Beyond these two considerations, an investor right require a higher rate of the return because a family business has more risk, in terms of future cash flow and long term stability, than a large publicly held company. The additional amount of return that an investor would require over the 14.5% (6.5%+8%) rate is subject to debate. The general wisdom is that an investor usually requires between 15% and 25% rate of return for an investment in a family business. Although there is little agreement on how the rate should be calculated within this range.

Once the value of the family business is determined and the rate of return over the time that the shareholder has received on their investment is calculated, this rate is compared to what the investor would normally require on a similar investment. If the rate of return is adequate, then the compensation paid to the officers is presumed reasonable.
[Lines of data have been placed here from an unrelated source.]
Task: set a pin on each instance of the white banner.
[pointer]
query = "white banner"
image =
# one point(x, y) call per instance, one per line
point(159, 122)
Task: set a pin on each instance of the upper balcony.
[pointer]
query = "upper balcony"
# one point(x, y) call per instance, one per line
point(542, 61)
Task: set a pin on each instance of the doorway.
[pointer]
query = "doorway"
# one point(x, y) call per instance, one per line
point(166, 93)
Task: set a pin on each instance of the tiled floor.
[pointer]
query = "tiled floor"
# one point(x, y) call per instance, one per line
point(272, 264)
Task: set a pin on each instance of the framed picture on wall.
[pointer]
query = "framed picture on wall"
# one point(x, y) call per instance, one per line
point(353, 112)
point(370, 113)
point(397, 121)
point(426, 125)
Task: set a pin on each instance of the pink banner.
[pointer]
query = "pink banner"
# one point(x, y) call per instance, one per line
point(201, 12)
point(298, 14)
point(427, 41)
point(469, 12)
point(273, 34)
In light of the above, the following proactive steps will help protect your family business from the IRS challenge to owners compensation:

  1. Strong consideration should be given to establishing a method or formula for determining an officer’s compensation. In excess compensation, the courts have not been inclined to challenge the compensation paid to an owner if it is consistent with a long-standing and economically sensible formula or method. If the corporation has a method it follows over time that correlates the corporation’s performance with compensation paid to officers, the IRS is less likely to successfully challenge compensation.
  2. The corporation should consider declaring dividends if the situation warrants. If the corporation is very profitable and the cash is not needed for some other valid business reason, then declaring dividends may be appropriate. Historical studies show that over the last 15 years, the vast majority (between 80% and 90%) of the return that investors receive from an equity investment is from capital appreciation, not dividends. Thus, dividends do not have to be a big portion of the return on the investment. From an audit standpoint, the IRS will have a difficult time making the excess compensation argument if the corporation has declared dividends.
  3. Consider having the corporation elect “S” status. An “S” election is a special election that a regular “C”
    corporation can make such that the corporation does not pay any corporate income tax. Any net income that the “S” corporation makes, flows through the shareholders and is taxed on them personally. Since there is no “double tax” possible with the “S” corporation, the IRS cannot raise the excess compensation issue. An “S” corporation and taxation of its shareholders is very complex and there are some negative aspects to an “S” election. Careful analysis should be undertaken before an “S” election is made.
  4. Finally, if an owner has received a substantial salary and the corporation does not have a compensation formula, or a history of declaring dividends consider obtaining a professional evaluation. A professional evaluation will help determine if there is a problem. A professional evaluation will also help you decided what steps you might take in order to prevent a problem. A proactive change in compensation and dividend policy prior to an IRS audit will sometimes discourage the IRS from making the “excess compensation” argument.